BRUSSELS, Belgium — For the European Union now, it's divided we stand.
The agreement reached just before dawn on Friday will usher in profound changes to the way the EU works, effectively splitting the EU into two. Paradoxically, that may well be what is needed to hold the Union and its shared currency together.
Under the deal, at least 23 of the 27 EU nations, including all 17 that use the euro, will form a new inner circle, signing up to a German-led drive for much tighter economic integration in response to the debt crisis.
Euro-skeptic Britain will stay on the sidelines. Hungary, Sweden and the Czech Republic are holding back pending talks with their parliaments, but are expected to sign up too, leaving Britain isolated.
British Prime Minister David Cameron refused new EU rules, fearing a loss of national independence and a threat to the financial power of the City of London's banking sector.
“I'm going to say 'no.' I'm going to use the veto,” Cameron said. "We're never going to join the euro and we're never going to give up this kind of sovereignty that these countries are having to give up."
The split will institutionalize Britain's semi-detached relationship with the EU. It allows the others to push ahead with a new treaty enshrining an unprecedented level of economic coordination that German Chancellor Angela Merkel believes is essential to restore market confidence in euro-zone economies and prevent a repeat of the debt crisis that has wracked Europe for the past two years.
"The 17 states of the euro-group have to regain credibility. I've always said that and I believe with today's decisions this can and will be achieved," Merkel told reporters.
Under the deal, the euro-zone nations, plus most of the EU members currently outside, agreed to introduce constitutional guarantees committing to near- balanced budgets. There will be sanctions for nations that break the budget rules. Governments will have to submit national budgets in advance to scrutiny by EU headquarters in Brussels, which will have powers to request changes if it sees too much borrowing.
The agreement largely follows Merkel's blueprint. Any qualms that smaller nations had about handing over economic sovereignty to a union in which a German-French duo has become the dominant driving force, with France very much a junior partner, were countered by the realization that Merkel will not free up German economic power to save the euro without securing budget discipline from the likes of Italy, Spain and Greece.
"Given the situation of the euro, budgetary discipline is unavoidable,” acknowledged new Belgian Prime Minister Elio di Rupo.
Serious questions remain about how the new rules will work. Germany's idea is for the EU's central institutions — the European Commission and the European Court of Justice — to enforce the new rules. However, there are political and legal doubts about whether institutions set up to work for the full bloc of 27 members can serve the interests of the new inner circle. Cameron has made clear that Britain will have powers to veto the EU institutions operating in areas it considers contrary to its interests.
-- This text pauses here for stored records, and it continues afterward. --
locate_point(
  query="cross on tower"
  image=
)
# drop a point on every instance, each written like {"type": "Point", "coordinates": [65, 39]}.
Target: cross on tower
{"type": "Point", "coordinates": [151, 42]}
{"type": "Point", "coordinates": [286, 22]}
If that happens, some believe the result could eventually be Britain's exclusion from the EU.
“The UK is out. This is undoubtedly the biggest setback for Britain's European policy since France vetoed their entry in the 1960s,” said Piotr Maciej Kaczynski, an expert at the Center for European Policy Studies, a Brussels-based think tank. “It's a completely new dynamic now. It's terra incognita, we just don't know what this new union is.”
The soured relations between Cameron and French President Nicolas Sarkozy showed how far the economic crisis has shifted the political fault lines in Europe. Just a year ago the two signed a ground-breaking defense agreement in which France and Britain agreed to pool key military materiel. They then joined together to spearhead the NATO operation that toppled Muammar Gaddafi's regime in Libya.
But in a tense night of negotiations in Brussels, the bad blood between them was clear, with Sarkozy clearly exasperated by what the French perceived as a Britain putting protection of its banking sector above the wider European interest.
"David Cameron made a proposal that was unacceptable to us, a protocol to the treaty that would have exonerated the United Kingdom from a great number of financial service regulations," Sarkozy told a pre-dawn press conference. “We couldn't accept this. On the contrary, part of the world's current troubles stem from a lack of regulation of the financial sector."
Previously, EU nations would have dragged out negotiations to find a compromise. But this time, the pressure from the markets for swift action, and widespread impatience with the British stance, led the others to move ahead without London.
Comments of nations that are traditionally closer to Britain's pro-market views emphasised the feeling of British isolation. Dutch Prime Minister Mark Rutte accused Cameron of using the summit to gain an “unacceptable” competitive advantage for London's financial over the likes of Amsterdam, Luxembourg and Frankfurt.
Even Sweden, another non-euro nation that declined to immediately sign up to the new rules pending consultations with its parliament, expressed concern about the British position. “Worried that Britain is starting to drift away from Europe in a serious way. To where? In a strong alliance with Hungary," tweeted Swedish Foreign Minister Carl Bildt.